Photo by Todd McNaught
Researchers in the Basic Sciences Division have uncovered a genetic switch that controls an organism's ability to enter into a state of suspended animation, a reversible condition in which all metabolic activity ceases. This extreme form of quiescence, which is analogous to hibernation in mammals, enables animals to survive adverse situations.
In the Nov. 7 issue of Science, graduate students Todd Nystul and Jesse Goldmark, former postdoc Dr. Pam Padilla and Dr. Mark Roth report the identification of a gene that is required for embryos of the tiny soil worm Caenorhabditis elegans to survive a metabolic shutdown brought on by oxygen deprivation. The authors demonstrated that the gene, known as san-1, acts as a safety net that prevents cells from dividing when they encounter environmental stress.
Because genes similar to san-1 exist in virtually all organisms, the researchers suspect that metabolic quiescence in many animals, including mammals, may be regulated in a similar fashion. The study-the first to demonstrate that suspended animation is a coordinated process under genetic control-may also offer insight to cancer biologists, since a portion of cells found in many tumors are metabolically inactive, causing them to be unresponsive to many types of chemotherapy.
"Cells in our bodies sometimes have to cope with very low levels of oxygen," Nystul said. "Our study suggests that if these cells are not able to respond by shutting down when they should, they could make irreparable mistakes, like not segregating their DNA appropriately when they divide-an event that could lead to cancer."
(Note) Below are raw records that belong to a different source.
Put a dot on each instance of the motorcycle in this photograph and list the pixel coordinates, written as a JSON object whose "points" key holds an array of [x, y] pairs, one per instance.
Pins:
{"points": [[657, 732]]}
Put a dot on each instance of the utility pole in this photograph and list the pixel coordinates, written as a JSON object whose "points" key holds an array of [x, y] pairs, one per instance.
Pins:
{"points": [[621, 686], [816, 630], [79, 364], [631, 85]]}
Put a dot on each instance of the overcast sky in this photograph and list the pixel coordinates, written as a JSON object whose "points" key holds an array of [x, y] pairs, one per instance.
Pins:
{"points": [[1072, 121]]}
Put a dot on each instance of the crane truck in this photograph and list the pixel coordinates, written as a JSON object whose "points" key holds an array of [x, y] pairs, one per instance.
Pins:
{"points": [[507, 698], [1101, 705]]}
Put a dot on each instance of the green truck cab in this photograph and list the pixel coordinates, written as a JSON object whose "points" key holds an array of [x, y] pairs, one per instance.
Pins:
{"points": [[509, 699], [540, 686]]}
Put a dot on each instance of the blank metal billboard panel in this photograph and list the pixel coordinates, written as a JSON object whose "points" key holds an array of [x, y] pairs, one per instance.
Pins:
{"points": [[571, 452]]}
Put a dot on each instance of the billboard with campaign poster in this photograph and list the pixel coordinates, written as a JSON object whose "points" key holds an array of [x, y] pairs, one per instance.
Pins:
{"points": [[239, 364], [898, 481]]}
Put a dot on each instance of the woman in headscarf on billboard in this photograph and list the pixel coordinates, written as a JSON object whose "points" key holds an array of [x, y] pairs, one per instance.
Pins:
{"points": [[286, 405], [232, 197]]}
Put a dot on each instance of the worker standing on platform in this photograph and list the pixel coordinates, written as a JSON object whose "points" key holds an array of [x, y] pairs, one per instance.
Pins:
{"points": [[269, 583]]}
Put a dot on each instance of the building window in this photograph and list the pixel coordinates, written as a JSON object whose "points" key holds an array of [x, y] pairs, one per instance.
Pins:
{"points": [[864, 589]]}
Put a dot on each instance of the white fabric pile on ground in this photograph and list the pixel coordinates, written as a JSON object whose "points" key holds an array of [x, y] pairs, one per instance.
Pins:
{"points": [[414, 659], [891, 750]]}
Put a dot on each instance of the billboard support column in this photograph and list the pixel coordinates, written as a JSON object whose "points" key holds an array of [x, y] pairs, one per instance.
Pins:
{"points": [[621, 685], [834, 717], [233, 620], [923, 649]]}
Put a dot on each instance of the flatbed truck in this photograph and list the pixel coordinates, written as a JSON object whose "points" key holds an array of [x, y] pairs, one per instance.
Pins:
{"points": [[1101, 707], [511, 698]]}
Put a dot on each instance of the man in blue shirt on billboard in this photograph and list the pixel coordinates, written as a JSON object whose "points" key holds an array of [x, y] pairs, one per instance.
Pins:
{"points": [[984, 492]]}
The findings are the first evidence of an actual mechanism to control suspended animation brought on by oxygen deprivation. "This says that it's not just a passive consequence of metabolism slowing due to a lack of oxygen," said Goldmark, who, along with Nystul, is a student in the Molecular and Cellular Biology graduate program. "Such a mechanism makes sense in light of the enormous number of different processes in a dividing embryo that must be stopped and started in a coordinated fashion for the organism to survive."
In a study published in 2001, Roth's laboratory was the first to demonstrate that extreme oxygen deprivation can induce suspended animation in a vertebrate organism, the zebrafish. To identify genes that regulate this process, the researchers turned to a simpler organism-C. elegans. The worm is highly amenable to genetic analysis and has proven to be an excellent model system with many fundamental cell similarities to more complex animals, including humans.
By better understanding how suspended animation is controlled, scientists may someday be able to help humans survive the cellular damage that results from extreme oxygen deprivation, a situation that can occur during a heart attack.
To identify genes that are required for suspended animation, the researchers tested thousands of individual worm embryos-each of which was manipulated to contain a different defective gene-to identify those that were unable to survive exposure to near-complete oxygen deprivation for 24 hours. Worms that lacked san-1 demonstrated poor recovery from oxygen deprivation compared to control worms.
Further analysis of san-1 revealed that the gene produces a protein similar to a family of other proteins known as spindle checkpoint components, which survey cells for damage before allowing newly duplicated chromosomes to separate during cell division. Such checkpoints, upon sensing unfavorable conditions, cause cells to arrest at a specific point in the cell cycle until conditions improve.
That a cellular checkpoint would play a role in suspended animation makes good biological sense, Roth said.
"An organism would not want to undertake an irreparable event," he said. "You only get one chance to segregate your chromosomes correctly."
The researchers found that san-1 is specific for extreme oxygen deprivation and does not play a role in the worm's adaptation to mild oxygen deprivation. Roth's lab has previously shown that a separate protein, called HIF-1, which controls adaptation to mild oxygen deprivation, is part of a process distinct from suspended animation and is not required for survival of extreme oxygen deprivation.
Roth said that the commonality of spindle checkpoints among all nucleated organisms opens intriguing possibilities for their research.
"We don't yet know that suspended animation is a process that is conserved among all organisms," he said. "But this makes us wonder whether it might be."